As to erectile function, both surgery and radiation groups fared poorly. At baseline, two-thirds of the men were able to generate erections adequate for intercourse, but by 6 months that number had fallen to just 12% in the surgery group, and 22% in the radiation group. The number also fell to 52% in the monitored group, suggesting that the diagnosis of prostate cancer, in-and-of-itself, makes it difficult for men to maintain an erection. Over time, performance improved slightly in both the surgery and radiation groups while it continued to decline in the monitored group. By 6 years out, fewer than a third of the men in any group were able to generate an erection sufficient for intercourse. Prostate cancer is bad news for sex.

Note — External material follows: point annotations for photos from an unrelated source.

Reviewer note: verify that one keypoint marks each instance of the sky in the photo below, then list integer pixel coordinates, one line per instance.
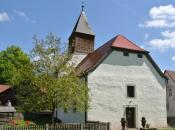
(148, 23)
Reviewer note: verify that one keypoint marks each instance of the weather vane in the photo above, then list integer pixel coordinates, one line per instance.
(82, 5)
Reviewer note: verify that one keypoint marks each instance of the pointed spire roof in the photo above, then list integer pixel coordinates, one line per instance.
(82, 25)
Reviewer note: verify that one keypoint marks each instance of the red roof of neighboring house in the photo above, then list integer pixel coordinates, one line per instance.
(118, 42)
(170, 74)
(4, 88)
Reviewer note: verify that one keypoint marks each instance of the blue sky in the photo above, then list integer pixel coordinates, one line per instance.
(148, 23)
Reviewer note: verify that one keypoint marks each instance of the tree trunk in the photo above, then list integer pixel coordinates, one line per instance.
(53, 112)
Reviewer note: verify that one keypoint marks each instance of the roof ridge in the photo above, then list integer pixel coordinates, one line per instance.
(130, 41)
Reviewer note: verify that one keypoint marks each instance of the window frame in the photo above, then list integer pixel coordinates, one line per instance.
(170, 92)
(140, 55)
(134, 87)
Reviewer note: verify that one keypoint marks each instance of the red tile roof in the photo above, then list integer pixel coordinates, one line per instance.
(170, 74)
(3, 88)
(118, 42)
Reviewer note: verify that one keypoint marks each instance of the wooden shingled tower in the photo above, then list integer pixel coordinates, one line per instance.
(82, 38)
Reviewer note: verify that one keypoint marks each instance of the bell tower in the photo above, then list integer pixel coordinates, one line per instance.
(81, 41)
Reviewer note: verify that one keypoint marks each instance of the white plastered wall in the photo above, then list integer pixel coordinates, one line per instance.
(107, 84)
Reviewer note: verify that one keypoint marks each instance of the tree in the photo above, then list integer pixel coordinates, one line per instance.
(11, 61)
(50, 81)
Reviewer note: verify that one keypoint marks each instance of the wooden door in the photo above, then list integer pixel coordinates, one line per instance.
(130, 117)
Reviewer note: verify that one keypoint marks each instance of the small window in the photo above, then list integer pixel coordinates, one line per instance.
(65, 110)
(170, 92)
(72, 49)
(125, 53)
(140, 56)
(75, 107)
(130, 91)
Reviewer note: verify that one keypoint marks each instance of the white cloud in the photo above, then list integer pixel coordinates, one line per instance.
(24, 15)
(162, 16)
(4, 17)
(173, 58)
(166, 41)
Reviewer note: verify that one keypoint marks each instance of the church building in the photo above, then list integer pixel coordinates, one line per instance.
(123, 80)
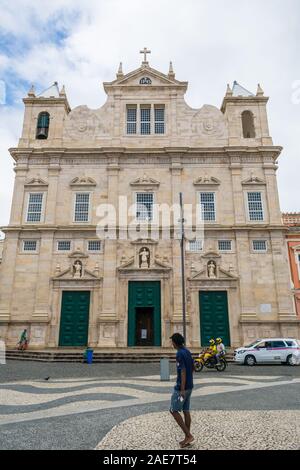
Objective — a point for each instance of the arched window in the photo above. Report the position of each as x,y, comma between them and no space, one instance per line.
42,125
248,125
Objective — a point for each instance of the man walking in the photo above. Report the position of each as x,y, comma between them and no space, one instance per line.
180,400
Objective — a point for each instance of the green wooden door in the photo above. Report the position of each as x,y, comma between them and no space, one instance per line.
144,295
74,322
214,322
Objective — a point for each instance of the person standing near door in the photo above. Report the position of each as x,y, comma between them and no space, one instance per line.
181,397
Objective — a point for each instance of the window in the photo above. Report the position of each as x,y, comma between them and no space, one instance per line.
145,120
207,201
225,245
131,119
159,119
255,206
29,245
195,245
140,119
259,245
42,125
82,203
94,245
64,245
144,206
248,125
35,206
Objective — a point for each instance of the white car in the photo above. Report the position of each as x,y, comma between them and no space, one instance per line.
282,350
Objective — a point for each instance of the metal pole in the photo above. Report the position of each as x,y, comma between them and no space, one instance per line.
182,266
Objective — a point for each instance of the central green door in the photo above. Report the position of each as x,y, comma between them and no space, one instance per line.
74,321
144,316
214,322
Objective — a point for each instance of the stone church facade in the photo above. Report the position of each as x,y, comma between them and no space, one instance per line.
71,288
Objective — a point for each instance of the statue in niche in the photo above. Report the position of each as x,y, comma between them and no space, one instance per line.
212,270
77,270
144,258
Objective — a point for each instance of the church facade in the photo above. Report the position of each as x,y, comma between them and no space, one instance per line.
72,285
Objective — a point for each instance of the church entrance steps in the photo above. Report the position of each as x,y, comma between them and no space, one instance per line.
99,356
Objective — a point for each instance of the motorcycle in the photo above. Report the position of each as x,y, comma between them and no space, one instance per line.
209,362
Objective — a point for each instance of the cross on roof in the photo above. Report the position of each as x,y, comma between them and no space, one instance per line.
145,51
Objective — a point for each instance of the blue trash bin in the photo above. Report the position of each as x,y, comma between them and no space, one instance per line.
89,356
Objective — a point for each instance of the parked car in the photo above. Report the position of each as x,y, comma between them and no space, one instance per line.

Overall, surgical prostatectomy patients had more incontinence and impotency, while radiation patients experienced more bowel problems, urinary voiding issues, and nighttime urination. Monitored patients had more progression to metastatic disease but with a negligible effect on mortality. Lastly, the authors estimate that 27 men would need to be treated with prostatectomy and 33 with radiation versus an active monitoring strategy to avoid 1 patient developing metastatic disease. This means that most men undergoing aggressive treatment don’t benefit from it. A total of 9 men would need to be treated with either prostatectomy or radiation to avoid 1 patient having clinical progression of his cancer. Meanwhile, with respect to harm, the authors conclude that after 2 years, treating just 4 men with prostatectomy or 8 men with radiotherapy would cause 1 additional case of erectile dysfunction. Treating 5 with prostatectomy would add an additional patient with urinary incontinence. To put it another way, prostatectomy is more than 6-times as likely to cause incontinence and more than 5-times as likely to cause erectile dysfunction than it is to prevent metastases. The results of this trial demonstrate that neither surgery nor radiation extends the quantity of life compared to active monitoring, while both forms of treatment negatively impacted the quality of life. Given this, the choice seems clear.

References:

  1. C. Handy et al., “10-Year Outcomes after Monitoring, Surgery, or Radiotherapy for Localized Prostate Cancer,” NEJM 2016; DOI: 10.1056/NEJMoa1606220.
  2. L. Donovan et al., “Patient-Reported Outcomes after Monitoring, Surgery, or Radiotherapy for Prostate Cancer,” NEJM 2016; DOI: 10.1056/NEJMoa1606221.